First-order superfluid-Mott-insulator transition for quantum optical switching in cavity QED arrays with two cavity modes

TL;DR

This paper theoretically explores phase transitions in cavity QED arrays with two photon modes, revealing a first-order superfluid-Mott insulator transition under specific conditions, which could inform future quantum optical switching device design.

Contribution

It identifies and explains the first-order superfluid-Mott insulator transition in cavity QED arrays with two photon modes, a phenomenon not previously characterized in this context.

Findings

First-order phase transition occurs under specific emitter models.

Discontinuous change in emitter states accompanies the transition.

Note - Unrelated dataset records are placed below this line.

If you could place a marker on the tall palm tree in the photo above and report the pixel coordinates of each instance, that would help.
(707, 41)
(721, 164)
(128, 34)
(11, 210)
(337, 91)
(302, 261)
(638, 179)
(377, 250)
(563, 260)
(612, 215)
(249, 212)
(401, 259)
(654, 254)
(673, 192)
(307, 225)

Conditions for the transition provide design insights for quantum optical switches.

Abstract

We theoretically investigated the ground states of coupled arrays of cavity quantum electrodynamical (cavity QED) systems in presence of two photon modes. Within the Gutzwiller-type variational approach, we found the first-order quantum phase transition between Mott insulating and superfluid phases as well as the conventional second-order one. The first-order phase transition was found only for specific types of emitter models, and its physical origin is clarified based on the analytic arguments which are allowed in the perturbative and semiclassical limits. The first-order transition of the correlated photons is accompanied with discontinuous change in the emitter states, not only with the appearance of inter-cavity coherence in the superfluid phase. We also discuss the condition for the first-order transition to occur, which can lead to a strategy for future design of quantum optical switching devices with cavity QED arrays.